Die ersten Erprobungen zur Konstruktion der Buchwiege. © BSV/Susanne Mayr

Das heißt, ich verwende schwarzen Buchwiegenkarton und wenn alles gut gelaufen ist, dann sitzt es dann auch schon wie angegossen und passt für die Vitrine. Ansonsten kann es vor Ort auch noch einmal angepasst werden. Ob die Buchwiege dann aber unter einem Objekt verschwindet oder sichtbar ist, wird wieder von Fall zu Fall entschieden.
Und den Porzellanteller hat Herr Bielefeld für uns zum Schweben gebracht. Wir waren mit dem Porzellanset vor Ort in Bayreuth und als Halterung war zunächst ein Tellerständer vorgesehen. Beim Einsetzen hat man dann festgestellt, dass das Ausstellungsstück so nicht zur Geltung kommt. Herr Bielefeld, der sehr viel Erfahrung hat, wenn es um die Montage eines so kleinen und leichten Tellers geht, hat uns dann eine Konstruktion angefertigt, mit der der Teller oberhalb der Tasse schwebt und beides in der Vitrine gut gesehen werden kann.

Rechts zu sehen die filigrane Halterung, auf der linken Seite die finale Positionierung der Ausstellungsstücke. © BSV/Susanne Mayr

JR: Als abschließende Frage würde mich noch interessieren, ob Ihnen die Restaurierung eines bestimmten Objekts besonderen Spaß gemacht hat?

SM: Was mir unglaublich Spaß gemacht hat, waren die Ritzenfunde. Es kam ein großer Karton an und es war erstmal wie das Ausleeren eines Müllsacks. Da war viel Schmutz und man konnte bei vielen Sachen erstmal gar nicht sehen, was eigentlich abgebildet war. Und dann waren da ja auch noch die Knochen und mein erster Gedanke war „um Gottes Willen“, aber auf der anderen Seite gab es da auch diese Vorstellung „das könnte interessant werden“. Und da ergibt sich einfach dieser schöne Effekt. Zuerst sind die Hände und die Handschuhe noch schwarz, aber man beginnt die ersten Dinge vorsichtig auseinanderzufalten, zu reinigen und zu glätten und auf einmal sieht man die Fundstücke und denkt „Mensch ich weiß ja auch noch wie so ein Gletscherbonbon schmeckt“. Und immer, wenn man eines fertig hatte, dann kam wieder jemand in der Restaurierung vorbei und war ganz begeistert, wie schön die Funde doch sind und schon fängt man an zu lesen und entdeckt ganz viel Spannendes. Und das hat wirklich Spaß gemacht.
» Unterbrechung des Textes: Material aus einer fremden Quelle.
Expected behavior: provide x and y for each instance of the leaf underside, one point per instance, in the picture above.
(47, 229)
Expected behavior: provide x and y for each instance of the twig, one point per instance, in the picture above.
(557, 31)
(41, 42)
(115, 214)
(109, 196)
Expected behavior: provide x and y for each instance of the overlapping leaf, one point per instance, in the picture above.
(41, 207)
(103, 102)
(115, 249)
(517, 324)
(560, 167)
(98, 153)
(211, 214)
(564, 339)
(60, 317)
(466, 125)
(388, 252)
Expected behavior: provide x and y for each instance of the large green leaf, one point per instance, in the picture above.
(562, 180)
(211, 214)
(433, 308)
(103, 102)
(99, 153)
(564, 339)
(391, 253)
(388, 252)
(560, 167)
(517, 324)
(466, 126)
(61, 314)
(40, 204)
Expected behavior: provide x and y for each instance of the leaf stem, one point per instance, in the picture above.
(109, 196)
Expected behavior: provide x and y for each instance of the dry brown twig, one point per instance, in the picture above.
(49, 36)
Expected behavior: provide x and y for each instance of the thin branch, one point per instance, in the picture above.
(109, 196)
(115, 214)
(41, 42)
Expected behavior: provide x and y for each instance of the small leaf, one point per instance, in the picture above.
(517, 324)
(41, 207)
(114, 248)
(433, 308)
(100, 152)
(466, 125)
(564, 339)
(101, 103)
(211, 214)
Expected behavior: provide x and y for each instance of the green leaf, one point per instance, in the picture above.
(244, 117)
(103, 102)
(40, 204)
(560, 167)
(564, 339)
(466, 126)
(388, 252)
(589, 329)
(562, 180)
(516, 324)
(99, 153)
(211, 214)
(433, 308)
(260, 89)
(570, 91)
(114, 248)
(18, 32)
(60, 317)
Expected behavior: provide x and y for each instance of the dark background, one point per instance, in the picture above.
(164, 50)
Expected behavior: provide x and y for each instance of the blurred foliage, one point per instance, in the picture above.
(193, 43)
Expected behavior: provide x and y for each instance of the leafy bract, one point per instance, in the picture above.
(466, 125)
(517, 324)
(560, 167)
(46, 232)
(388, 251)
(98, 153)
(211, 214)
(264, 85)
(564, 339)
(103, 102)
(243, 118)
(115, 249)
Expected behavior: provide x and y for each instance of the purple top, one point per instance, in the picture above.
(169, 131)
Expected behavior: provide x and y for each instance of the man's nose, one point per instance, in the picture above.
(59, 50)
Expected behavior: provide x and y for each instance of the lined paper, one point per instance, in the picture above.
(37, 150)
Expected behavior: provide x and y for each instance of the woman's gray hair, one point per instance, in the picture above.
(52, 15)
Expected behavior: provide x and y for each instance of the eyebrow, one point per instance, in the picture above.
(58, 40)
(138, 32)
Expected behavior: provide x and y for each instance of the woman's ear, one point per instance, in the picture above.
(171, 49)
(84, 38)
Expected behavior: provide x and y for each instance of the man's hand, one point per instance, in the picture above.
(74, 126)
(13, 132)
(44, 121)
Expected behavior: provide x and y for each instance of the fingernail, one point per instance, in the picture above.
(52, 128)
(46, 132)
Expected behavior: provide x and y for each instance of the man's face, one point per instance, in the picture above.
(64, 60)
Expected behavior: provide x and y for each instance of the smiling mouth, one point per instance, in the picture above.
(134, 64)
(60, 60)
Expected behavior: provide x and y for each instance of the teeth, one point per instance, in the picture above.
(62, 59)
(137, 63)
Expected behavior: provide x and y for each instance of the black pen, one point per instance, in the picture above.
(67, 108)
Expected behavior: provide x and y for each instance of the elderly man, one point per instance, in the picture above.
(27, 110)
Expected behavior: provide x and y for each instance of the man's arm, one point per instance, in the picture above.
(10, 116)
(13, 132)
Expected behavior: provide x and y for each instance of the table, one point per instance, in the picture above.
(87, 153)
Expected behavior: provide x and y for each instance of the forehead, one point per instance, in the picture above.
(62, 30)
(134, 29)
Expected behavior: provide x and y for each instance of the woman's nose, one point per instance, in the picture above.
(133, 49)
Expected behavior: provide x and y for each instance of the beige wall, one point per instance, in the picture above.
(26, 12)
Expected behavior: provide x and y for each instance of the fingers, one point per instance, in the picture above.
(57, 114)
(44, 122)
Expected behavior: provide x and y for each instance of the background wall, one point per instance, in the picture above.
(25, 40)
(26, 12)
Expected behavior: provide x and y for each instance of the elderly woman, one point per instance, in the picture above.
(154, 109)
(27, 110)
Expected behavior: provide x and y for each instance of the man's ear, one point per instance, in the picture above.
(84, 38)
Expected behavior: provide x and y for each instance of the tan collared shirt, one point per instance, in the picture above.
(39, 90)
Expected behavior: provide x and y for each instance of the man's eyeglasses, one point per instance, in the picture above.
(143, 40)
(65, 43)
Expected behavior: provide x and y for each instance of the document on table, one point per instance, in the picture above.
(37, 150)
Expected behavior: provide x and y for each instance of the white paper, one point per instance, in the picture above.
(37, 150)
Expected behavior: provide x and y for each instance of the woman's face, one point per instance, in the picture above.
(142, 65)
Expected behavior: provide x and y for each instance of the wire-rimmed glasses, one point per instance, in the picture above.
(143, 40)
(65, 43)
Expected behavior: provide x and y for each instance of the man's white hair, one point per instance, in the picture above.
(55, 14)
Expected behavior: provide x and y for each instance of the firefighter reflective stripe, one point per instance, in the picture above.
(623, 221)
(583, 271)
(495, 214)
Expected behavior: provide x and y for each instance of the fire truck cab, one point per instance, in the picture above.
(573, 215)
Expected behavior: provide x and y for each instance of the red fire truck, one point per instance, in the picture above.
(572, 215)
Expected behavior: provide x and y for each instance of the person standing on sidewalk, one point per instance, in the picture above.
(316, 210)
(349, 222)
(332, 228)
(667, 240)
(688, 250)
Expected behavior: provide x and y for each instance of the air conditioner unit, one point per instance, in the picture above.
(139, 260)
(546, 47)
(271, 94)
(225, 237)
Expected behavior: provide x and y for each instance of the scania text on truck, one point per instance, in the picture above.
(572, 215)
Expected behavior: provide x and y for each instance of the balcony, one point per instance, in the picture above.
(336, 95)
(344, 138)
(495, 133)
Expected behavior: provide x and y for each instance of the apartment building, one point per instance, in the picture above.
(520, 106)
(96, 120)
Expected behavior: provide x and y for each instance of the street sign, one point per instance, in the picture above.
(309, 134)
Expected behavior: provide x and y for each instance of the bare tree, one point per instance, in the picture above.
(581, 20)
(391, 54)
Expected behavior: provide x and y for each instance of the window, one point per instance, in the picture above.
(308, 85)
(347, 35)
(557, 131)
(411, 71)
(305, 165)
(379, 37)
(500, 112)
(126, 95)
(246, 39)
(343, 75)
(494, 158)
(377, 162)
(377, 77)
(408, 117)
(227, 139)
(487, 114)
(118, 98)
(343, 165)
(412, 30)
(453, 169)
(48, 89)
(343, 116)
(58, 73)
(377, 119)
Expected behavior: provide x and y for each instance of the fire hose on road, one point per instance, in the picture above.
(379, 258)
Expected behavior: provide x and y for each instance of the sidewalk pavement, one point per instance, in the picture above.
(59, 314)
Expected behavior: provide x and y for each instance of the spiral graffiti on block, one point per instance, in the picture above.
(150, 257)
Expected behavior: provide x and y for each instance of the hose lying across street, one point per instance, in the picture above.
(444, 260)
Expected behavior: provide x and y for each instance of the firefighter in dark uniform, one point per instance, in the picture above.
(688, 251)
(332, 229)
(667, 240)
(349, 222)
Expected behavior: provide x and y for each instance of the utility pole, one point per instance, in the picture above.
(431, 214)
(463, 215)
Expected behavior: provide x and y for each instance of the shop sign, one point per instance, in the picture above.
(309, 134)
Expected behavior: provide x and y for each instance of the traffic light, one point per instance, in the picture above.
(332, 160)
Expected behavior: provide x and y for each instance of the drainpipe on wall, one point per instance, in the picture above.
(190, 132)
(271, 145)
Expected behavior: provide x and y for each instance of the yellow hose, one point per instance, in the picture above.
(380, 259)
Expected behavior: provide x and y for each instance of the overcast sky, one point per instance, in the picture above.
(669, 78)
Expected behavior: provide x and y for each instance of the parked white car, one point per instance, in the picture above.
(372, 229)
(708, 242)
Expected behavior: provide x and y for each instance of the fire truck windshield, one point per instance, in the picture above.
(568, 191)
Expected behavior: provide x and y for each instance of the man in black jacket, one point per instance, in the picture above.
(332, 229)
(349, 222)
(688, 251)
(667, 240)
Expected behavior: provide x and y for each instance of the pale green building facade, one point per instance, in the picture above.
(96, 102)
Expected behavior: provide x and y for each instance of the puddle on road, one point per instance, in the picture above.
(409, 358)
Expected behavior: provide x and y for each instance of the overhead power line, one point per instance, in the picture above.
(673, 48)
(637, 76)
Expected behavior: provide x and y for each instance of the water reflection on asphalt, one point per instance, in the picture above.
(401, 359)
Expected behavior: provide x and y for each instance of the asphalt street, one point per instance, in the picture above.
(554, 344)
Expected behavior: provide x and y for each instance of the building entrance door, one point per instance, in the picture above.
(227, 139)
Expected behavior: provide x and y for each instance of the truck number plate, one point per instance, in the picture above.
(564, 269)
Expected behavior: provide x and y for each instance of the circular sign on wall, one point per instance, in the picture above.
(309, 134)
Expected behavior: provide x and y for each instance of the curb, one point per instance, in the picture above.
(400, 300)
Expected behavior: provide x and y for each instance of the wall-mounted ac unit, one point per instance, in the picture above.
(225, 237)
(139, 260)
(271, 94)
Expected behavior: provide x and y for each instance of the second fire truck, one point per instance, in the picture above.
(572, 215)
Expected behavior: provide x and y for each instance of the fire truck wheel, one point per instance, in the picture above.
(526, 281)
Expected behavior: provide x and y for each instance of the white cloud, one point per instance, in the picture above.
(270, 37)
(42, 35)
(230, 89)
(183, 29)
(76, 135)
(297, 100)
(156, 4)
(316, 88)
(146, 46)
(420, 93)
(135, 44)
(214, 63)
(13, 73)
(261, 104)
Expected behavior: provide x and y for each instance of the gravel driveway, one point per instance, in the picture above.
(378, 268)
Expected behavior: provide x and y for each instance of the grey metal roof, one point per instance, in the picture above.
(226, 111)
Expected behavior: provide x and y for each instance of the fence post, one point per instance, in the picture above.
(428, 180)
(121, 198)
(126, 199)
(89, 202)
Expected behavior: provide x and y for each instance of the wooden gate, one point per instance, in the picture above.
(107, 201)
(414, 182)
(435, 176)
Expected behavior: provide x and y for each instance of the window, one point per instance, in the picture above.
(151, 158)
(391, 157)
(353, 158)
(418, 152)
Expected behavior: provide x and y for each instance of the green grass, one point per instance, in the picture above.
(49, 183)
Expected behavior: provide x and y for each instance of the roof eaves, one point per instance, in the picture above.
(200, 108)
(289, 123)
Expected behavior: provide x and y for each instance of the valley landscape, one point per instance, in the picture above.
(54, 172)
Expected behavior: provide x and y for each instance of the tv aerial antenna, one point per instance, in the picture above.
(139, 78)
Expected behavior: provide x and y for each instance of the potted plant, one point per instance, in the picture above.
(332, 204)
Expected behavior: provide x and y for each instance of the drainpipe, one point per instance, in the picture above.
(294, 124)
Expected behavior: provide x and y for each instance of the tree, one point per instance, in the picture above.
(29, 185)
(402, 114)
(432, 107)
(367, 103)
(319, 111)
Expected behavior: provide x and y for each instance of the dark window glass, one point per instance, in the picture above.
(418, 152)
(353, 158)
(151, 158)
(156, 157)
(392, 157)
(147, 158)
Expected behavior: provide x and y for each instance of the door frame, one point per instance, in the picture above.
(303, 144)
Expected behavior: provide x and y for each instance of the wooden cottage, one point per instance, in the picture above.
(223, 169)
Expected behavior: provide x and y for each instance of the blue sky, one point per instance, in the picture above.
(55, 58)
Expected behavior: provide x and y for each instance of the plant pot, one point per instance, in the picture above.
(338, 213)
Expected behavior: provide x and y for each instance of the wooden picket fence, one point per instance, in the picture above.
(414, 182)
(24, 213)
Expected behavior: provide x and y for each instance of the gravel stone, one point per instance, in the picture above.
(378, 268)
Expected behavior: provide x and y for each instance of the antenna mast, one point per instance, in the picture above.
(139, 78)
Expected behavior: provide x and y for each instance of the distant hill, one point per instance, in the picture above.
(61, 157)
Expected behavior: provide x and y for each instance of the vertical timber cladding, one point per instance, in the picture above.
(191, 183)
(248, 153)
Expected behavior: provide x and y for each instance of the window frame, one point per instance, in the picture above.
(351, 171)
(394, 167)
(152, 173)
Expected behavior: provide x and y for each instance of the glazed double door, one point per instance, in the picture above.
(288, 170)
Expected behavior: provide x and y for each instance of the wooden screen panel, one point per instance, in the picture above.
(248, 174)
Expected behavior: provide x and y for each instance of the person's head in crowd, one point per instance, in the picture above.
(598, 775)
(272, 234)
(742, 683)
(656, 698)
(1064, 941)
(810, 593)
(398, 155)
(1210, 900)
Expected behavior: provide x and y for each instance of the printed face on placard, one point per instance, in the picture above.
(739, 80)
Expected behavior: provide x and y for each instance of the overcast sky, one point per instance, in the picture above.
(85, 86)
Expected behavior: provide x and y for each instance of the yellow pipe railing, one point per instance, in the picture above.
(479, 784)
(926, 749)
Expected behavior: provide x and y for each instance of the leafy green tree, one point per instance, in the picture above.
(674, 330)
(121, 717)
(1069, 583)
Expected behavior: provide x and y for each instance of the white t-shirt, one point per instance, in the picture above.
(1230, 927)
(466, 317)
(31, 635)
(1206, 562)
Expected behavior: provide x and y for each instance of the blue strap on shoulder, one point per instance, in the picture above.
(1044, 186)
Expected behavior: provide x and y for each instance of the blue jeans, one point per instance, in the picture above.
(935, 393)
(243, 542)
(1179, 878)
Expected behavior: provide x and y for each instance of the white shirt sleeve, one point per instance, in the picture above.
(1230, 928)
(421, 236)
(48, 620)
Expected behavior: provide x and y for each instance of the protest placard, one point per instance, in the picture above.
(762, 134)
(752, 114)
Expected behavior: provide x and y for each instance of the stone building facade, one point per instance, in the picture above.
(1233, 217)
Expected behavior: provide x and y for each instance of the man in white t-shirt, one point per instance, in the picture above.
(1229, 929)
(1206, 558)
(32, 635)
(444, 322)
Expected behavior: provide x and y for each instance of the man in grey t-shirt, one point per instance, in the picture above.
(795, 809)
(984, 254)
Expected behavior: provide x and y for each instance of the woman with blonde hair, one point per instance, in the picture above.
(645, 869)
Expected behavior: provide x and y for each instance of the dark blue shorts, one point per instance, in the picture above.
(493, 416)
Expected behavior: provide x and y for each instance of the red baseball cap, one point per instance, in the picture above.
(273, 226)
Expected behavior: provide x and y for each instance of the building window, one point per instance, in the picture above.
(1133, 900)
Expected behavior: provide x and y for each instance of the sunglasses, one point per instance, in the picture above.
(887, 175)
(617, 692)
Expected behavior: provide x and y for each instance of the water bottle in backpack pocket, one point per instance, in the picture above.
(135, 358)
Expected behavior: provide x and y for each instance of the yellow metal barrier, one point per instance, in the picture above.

Blick in die Vitrine mit den Ritzenfunden. © BSV/Florian Schröter

JR: Da passt mein Arbeitstitel wirklich besser als erwartet.

SM: Was haben Sie denn geschrieben?

JR: Es braucht ein ganzes Dorf…

SM: Ja das stimmt. Also zumindest braucht es ein ganzes Fachdorf. Es ist natürlich so, jeder hat seinen Bereich, in dem er sich am besten auskennt und wo er das Beste geben möchte, aber dadurch, dass sich diese Bereiche überschneiden, ist es ein ständiger Austausch. Ich muss schauen, wie wir alle zusammenkommen. Ob das jetzt die Vitrine ist oder das Material oder das Licht, man darf nicht vergessen, was so ein Museum alles beinhaltet. Und wenn es Probleme gibt, kann man die zusammen besser lösen. Eben wie in einem Dorf.